Un candidat élu sur l’une ou l’autre de ces bases ne fera rien d’utile ; car l’Histoire nous apprend qu’un président de la République française ne peut agir sérieusement que dans les trois premiers mois de son mandat, ce qui suppose qu’il arrive au pouvoir avec un programme sérieux complet et détaillé.

Tout cela tient à une conviction très profonde de presque toutes les soi-disant élites françaises, parisiennes et provinciales : le pays ne va pas si mal ; il est très riche, et rien ne peut l’atteindre gravement ; les politiques ne doivent pas en faire trop, car ils ne peuvent que l’abîmer ; le temps n’est plus aux utopies ni aux programmes, mais aux réactions instinctives d’un chef face à des événements de moins en moins prévisibles.
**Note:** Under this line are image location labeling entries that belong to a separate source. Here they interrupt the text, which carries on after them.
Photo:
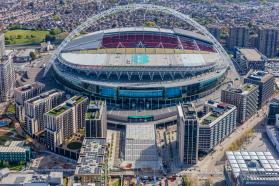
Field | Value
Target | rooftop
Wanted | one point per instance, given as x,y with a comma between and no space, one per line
94,110
92,156
252,54
25,178
14,146
218,110
242,161
43,96
66,105
140,146
259,76
29,87
188,111
245,89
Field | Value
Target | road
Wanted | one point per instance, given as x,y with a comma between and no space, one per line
209,165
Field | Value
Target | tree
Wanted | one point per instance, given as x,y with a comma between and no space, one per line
33,55
50,38
55,31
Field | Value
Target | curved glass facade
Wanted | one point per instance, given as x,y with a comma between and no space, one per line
145,98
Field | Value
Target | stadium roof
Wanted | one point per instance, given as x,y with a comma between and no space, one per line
188,60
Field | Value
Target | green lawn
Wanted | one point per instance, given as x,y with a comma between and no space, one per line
14,37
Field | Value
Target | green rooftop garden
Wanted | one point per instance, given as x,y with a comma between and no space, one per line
78,99
209,119
92,115
58,110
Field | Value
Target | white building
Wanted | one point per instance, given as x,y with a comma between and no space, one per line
7,78
218,122
64,120
37,106
140,148
24,93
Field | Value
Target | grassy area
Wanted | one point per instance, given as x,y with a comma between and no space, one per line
15,37
74,145
58,110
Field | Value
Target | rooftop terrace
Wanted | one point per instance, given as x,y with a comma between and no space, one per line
92,157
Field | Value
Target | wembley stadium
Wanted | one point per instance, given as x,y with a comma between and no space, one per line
141,68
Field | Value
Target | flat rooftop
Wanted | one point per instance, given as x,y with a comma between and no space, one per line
243,161
140,146
92,156
218,111
29,87
188,111
25,178
251,54
245,89
259,76
94,110
66,105
43,96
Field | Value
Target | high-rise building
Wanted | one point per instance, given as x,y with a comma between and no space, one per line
64,120
244,98
22,94
265,82
215,30
267,41
218,122
249,58
273,109
96,120
238,37
37,106
188,134
7,78
2,45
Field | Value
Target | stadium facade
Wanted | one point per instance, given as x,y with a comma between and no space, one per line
141,68
145,71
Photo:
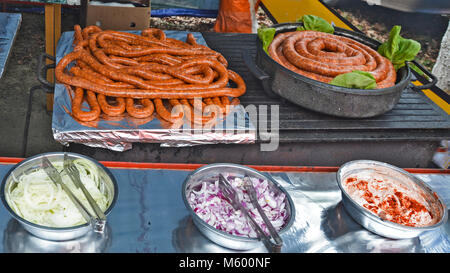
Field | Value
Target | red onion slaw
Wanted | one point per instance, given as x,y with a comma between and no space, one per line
213,208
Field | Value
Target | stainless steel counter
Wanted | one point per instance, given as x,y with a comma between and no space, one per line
150,216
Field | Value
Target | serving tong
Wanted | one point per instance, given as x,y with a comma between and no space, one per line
96,220
232,197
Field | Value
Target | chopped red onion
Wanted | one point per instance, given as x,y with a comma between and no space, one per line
212,207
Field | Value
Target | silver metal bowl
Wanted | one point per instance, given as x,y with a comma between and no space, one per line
109,188
381,226
194,180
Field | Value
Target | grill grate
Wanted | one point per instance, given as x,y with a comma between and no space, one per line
414,117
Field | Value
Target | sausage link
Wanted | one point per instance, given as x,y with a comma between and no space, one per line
144,111
77,102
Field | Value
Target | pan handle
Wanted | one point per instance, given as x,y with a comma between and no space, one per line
426,72
42,71
259,74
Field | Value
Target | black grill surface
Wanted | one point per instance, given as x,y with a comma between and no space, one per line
415,117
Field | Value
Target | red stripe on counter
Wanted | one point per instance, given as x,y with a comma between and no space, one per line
191,167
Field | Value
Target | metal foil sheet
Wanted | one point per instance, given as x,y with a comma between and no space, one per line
118,133
150,216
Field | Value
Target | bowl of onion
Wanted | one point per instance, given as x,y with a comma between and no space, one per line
215,217
43,208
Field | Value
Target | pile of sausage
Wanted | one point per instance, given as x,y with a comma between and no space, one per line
118,72
323,56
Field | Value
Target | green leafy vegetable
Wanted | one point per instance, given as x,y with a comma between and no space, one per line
266,36
355,79
398,49
312,22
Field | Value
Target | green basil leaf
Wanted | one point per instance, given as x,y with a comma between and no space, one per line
355,79
266,36
398,49
312,22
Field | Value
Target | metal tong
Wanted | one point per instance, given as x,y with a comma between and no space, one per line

La réalité est tout autre : Le pays va très mal. Plus mal que tous les autres pays de l’Union européenne. Pour la première fois depuis des siècles, le niveau de vie des Italiens, en parité de pouvoir d’achat, est devenu supérieur à celui des Français. Les Espagnols, les Portugais, les Grecs, ont moins de déficits que les Français, qui ne travaillent pas assez. Les inégalités se creusent.  L’heure est à la mobilisation générale pour l’économie de la vie.

Si on n’entreprend rien de radical, les jeunes Français vivront bientôt plus mal que leurs ainés. Le niveau de vie général du pays va baisser.   La France ne pourra pas maintenir son modèle social. Ni même sa démocratie.

Tout cela par la collusion délétère d’hommes politiques cyniques, de médias à la recherche d’audience, et de citoyens de plus en plus individualistes, parce que déçus par trente ans d’inaction.

Il devient très urgent de s’en rendre compte. Et d’agir. Chaque parti devrait entreprendre pour cela au plus vite quatre travaux urgents :

  1. Un diagnostic sans concession, et aussi objectif que possible, de la situation dramatique du pays. Les sources ne manquent pas pour le faire, avec les travaux du FMI, de l’OCDE, de l’UNESCO, de multiples universitaires et centres de recherche du monde entier. Ce diagnostic devrait pouvoir être commun.
  2. Une description de la France souhaitée en 2040.
  3. Un programme d’action 2027-2032, pour mettre la France en situation d’atteindre cet idéal.
  4. Un chiffrage de ce programme.

On réalisera alors l’immensité des réformes nécessaires pour éviter le pire.

Une fois cela disponible, les Français pourront commencer à débattre sérieusement et choisir le ou la personne la mieux placée pour mettre en œuvre ce programme.

Naturellement, cela ne sera vraisemblablement pas fait, sinon par quelque mouvement transpartisans de bonne volonté (dont www.francepositive.fr).

Et pourtant, on peut, on doit, encore rêver.